I am Israel Leinbach, student in the Environmental Life Sciences program. My main interest is the ecology of arthropod food webs. In nature (including urban environments) food webs can be very complicated –Who consumes who? How abiotic factors influence these biotic interactions? Sometimes, a predatory arthropod (e.g. a scorpion) will kill and consume another predator (e.g. a wolf spider), and both predators may share additional prey (e.g. crickets). This small system (predator / predator / prey) is known as an IGP (intraguild predation) module and its dynamics may influence the overall food web stability. I am particularly interested in how water availability/abundance affects the dynamics of IGP and other food-web modules, and of food webs as a whole.
I have worked extensively on the San Pedro River, in a project was funded by the Department of Defense. With the help of trusty colleagues we erected several dozen large cages (2m3x 2m3). The blocked (quad) design included treatments with and without water, and different (both male and female) combinations of Large wolf spiders (Hogna sp.), Small spiders (Pardosa sp.) and crickets (Gryllus sp.). The idea is that crickets have high water content and differing carbohydrate/ protein profiles depending on whether the cricket is gravid or not. In addition, small spiders have a protein signature more homologous than larger spiders. We hypothesized that large spiders would prefer higher quality and quantity protein/carbohydrate sources when water is abundant.
The trials ran for several months and each treatment occurred over 3-5 days, after which all species were recaptured (using U.V. reactant marking techniques) to estimate consumption/selection. In addition to the physical design, the large spiders were injected (femoral) with double-labeled water (a blend of deuterium/18O stable isotopes) to estimate water turnover rates. This process involves drawing all the water from the captured spider with a cryogenic distillation method and sampling the water through an infer-red isotope analyzer. In addition, a group of spiders were processed through a flow-through respirometry configuration to estimate gas exchange and evaluate the resting metabolic rates. Samples of spiders from each treatment were evaluated (metabolism) to validate variation between and within treatments. Although the data is still being processed, the hypothesis seems to be supported so far.
Currently I am tackling the scorpion issue in the greater urban Phoenix. The CAP LTER has funded a three-part study to better understand the increasing scorpion abundance in residential neighborhoods. The project began with extensive sampling and identification of the various species of scorpions found in the cities. A sample of these scorpions will also be evaluated (metabolic rate comparison/ water turnover rates) and compared to specimens from rural deserts. The main experiment involves combining scorpions with prey and other predators in differing combinations. Small block home simulations (54 in total) have been created in a greenhouse to estimate consumption rates, cannibalism, intra-guild predation and interaction when water is abundant or limited. The community structure of these interactions has expressed some very interesting strategies. Scorpions appear to use cannibalism of young as a survival mechanism during prey limited (pesticide removed prey) bouts. This exciting study is currently in progress.

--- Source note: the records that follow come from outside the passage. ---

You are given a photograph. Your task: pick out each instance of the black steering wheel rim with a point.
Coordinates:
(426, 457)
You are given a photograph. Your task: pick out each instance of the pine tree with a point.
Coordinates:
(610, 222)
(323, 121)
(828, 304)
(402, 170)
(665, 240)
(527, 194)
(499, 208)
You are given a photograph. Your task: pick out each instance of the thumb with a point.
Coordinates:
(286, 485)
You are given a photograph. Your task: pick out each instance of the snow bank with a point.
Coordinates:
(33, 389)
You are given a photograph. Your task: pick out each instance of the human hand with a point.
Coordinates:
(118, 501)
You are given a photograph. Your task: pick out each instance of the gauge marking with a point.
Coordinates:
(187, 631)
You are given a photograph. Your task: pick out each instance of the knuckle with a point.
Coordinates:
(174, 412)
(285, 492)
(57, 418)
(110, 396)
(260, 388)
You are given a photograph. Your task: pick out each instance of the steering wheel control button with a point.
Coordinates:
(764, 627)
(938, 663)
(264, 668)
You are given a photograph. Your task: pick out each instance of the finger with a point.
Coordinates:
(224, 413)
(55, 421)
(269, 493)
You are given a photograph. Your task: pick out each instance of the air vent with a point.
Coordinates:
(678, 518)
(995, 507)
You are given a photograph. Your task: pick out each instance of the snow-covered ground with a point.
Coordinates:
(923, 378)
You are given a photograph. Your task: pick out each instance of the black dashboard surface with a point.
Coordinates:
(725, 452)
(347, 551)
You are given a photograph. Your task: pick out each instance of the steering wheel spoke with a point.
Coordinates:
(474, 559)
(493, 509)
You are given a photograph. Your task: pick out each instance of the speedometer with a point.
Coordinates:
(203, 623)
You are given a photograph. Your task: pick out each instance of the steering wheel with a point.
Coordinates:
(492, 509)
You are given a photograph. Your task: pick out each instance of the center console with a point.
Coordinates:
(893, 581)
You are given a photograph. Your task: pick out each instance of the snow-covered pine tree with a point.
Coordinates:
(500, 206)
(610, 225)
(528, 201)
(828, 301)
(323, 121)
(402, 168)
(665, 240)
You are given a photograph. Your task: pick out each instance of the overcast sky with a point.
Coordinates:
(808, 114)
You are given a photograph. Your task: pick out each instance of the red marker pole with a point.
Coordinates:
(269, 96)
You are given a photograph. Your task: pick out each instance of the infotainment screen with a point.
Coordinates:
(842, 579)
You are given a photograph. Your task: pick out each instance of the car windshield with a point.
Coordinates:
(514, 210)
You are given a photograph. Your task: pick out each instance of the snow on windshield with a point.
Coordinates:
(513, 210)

I love the natural world- especially pristine places. If you happen to be in the forest or desert, encounter a longhaired guy; with guitar and a collection vial, it may be me.
A couple of interesting factoids:
- I have collected and studied scorpions from many countries, including Peru, Paraguay, Mexico, Sri Lanka, India and Australia.
- I received the Explorer Grant to study the scorpion related cause of frequent stings with fatalities along a stretch of the Peruvian Amazon.
- I have so many hobbies that there is no time to wash the dishes.
- I have a special relationship with a trained desert hairy scorpion.